Pero apretarse el cinturón en el consumo de vino también está asociado a elegir el lugar y la ocasión de consumo. La gente sale menos a comer y beber a los restaurantes y las tascas. El consumo de vino fuera del hogar ha ido cayendo mucho más que el consumo en casa. Y las veces que se sale con la familia o los amigos es frecuente que se opte por bebidas más baratas, por lo que el vino se ve desplazado por cervezas y refrescos. A su vez, consciente de las nuevas preferencias de los consumidores, la restauración responde con vinos más baratos y ofertas especiales.

Pero un capricho es un capricho y sigue habiendo muchos consumidores que no quieren renunciar a vinos de calidad. Y ante las amplias diferencias de precios de un mismo vino en la restauración y en el supermercado se inclinan cada vez más por comprar barato y consumir en casa (o con los amigos en la barbacoa).

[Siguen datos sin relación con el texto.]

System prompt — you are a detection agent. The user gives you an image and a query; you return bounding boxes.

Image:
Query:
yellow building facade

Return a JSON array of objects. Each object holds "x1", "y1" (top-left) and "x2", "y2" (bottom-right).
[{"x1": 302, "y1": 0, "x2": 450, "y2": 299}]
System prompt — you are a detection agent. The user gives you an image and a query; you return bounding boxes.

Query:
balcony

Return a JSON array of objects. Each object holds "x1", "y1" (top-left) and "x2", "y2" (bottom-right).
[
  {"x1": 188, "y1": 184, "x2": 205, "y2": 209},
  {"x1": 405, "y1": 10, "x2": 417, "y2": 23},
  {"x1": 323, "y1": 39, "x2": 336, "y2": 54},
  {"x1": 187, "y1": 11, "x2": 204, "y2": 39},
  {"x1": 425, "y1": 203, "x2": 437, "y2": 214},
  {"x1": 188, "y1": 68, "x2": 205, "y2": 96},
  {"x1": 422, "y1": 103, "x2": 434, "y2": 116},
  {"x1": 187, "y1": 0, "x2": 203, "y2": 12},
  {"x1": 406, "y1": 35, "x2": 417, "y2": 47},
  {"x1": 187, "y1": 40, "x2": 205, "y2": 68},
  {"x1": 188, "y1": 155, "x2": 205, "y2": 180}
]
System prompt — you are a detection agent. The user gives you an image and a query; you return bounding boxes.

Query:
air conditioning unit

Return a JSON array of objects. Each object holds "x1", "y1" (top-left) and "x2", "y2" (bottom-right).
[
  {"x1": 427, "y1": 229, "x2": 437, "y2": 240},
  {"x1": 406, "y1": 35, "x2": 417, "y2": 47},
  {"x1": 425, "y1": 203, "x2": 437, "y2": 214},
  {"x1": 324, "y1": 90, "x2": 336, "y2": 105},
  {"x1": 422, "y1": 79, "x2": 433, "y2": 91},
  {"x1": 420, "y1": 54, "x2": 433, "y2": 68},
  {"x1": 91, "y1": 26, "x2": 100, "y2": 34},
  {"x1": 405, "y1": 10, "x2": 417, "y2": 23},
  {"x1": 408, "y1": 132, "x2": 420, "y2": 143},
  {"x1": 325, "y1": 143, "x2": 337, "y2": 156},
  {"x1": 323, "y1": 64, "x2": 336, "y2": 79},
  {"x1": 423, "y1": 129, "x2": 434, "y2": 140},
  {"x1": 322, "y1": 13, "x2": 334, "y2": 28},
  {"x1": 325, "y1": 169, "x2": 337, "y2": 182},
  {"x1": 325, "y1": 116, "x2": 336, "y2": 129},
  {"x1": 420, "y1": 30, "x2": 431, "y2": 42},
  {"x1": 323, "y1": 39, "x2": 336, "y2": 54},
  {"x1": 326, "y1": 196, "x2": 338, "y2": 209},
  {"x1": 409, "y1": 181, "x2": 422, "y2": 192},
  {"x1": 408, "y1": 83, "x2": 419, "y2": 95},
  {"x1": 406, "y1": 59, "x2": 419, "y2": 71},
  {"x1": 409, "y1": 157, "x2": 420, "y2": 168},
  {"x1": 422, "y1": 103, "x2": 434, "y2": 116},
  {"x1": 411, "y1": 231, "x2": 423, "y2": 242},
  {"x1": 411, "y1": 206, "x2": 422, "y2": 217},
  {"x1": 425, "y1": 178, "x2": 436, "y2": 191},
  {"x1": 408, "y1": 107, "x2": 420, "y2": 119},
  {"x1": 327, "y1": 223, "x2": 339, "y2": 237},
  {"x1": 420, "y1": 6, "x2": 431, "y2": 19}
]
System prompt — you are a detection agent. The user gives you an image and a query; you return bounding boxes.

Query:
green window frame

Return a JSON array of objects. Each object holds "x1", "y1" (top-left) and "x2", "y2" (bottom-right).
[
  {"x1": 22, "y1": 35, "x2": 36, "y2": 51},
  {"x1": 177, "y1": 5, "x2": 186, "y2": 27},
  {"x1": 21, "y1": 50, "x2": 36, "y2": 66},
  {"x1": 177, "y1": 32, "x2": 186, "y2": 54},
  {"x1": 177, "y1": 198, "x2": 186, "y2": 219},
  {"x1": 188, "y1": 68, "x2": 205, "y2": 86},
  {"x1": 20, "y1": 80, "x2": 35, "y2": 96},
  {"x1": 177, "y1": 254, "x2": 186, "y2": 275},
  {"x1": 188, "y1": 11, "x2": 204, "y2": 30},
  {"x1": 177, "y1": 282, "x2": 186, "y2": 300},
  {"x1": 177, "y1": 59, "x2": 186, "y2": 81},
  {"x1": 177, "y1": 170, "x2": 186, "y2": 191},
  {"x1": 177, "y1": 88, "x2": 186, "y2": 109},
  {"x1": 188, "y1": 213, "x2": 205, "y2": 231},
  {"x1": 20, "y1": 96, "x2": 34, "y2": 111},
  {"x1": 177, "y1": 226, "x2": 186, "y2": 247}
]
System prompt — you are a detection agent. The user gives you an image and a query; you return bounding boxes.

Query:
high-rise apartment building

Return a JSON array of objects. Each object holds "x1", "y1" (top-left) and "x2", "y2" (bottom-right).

En consecuencia, las ventas de vinos de calidad en los canales de distribución masiva se reducen mucho menos y este cambio desencadena cambios sustanciales en las estrategias de venta de las bodegas.

¿Y cuáles son las implicaciones de esta situación para los vinos canarios? Primero, los vinos canarios tienen precios relativamente elevados, por lo que su sensibilidad ante la crisis económica es pronunciada. Segundo, si antes de iniciarse la crisis económica gran parte de los vinos canarios con Denominación de Origen se vendía en restaurantes y tascas, hoy la situación es bien distinta. Tercero, varias cosechas cortas ayudaron a que la contracción del mercado no se convirtiera en amplios excedentes, pero la recuperación de los volúmenes producidos puede desembocar en una lucha más intensa por ampliar cuotas de mercado ante los competidores, especialmente otros productores de vinos canarios. Cuarto, la presión sobre los precios de venta hace más difícil que las bodegas adscritas a las Denominaciones de Origen puedan captar un creciente porcentaje de la uva elaborada en su comarca, porque el autoconsumo y las ventas a granel ganan atractivo en un contexto de crisis.

En resumen, la crisis económica está suponiendo un difícil reto para los vinos canarios de calidad. Deben adaptarse a una situación nueva, marcada por la presión sobre los precios y la ampliación del esfuerzo de promoción en grandes superficies y supermercados. Siguen contando con la valoración positiva de los consumidores canarios, pero deben dar respuesta a la necesidad de encontrarlos a precios asequibles. Caprichos sí, pero más en casa.


D.G.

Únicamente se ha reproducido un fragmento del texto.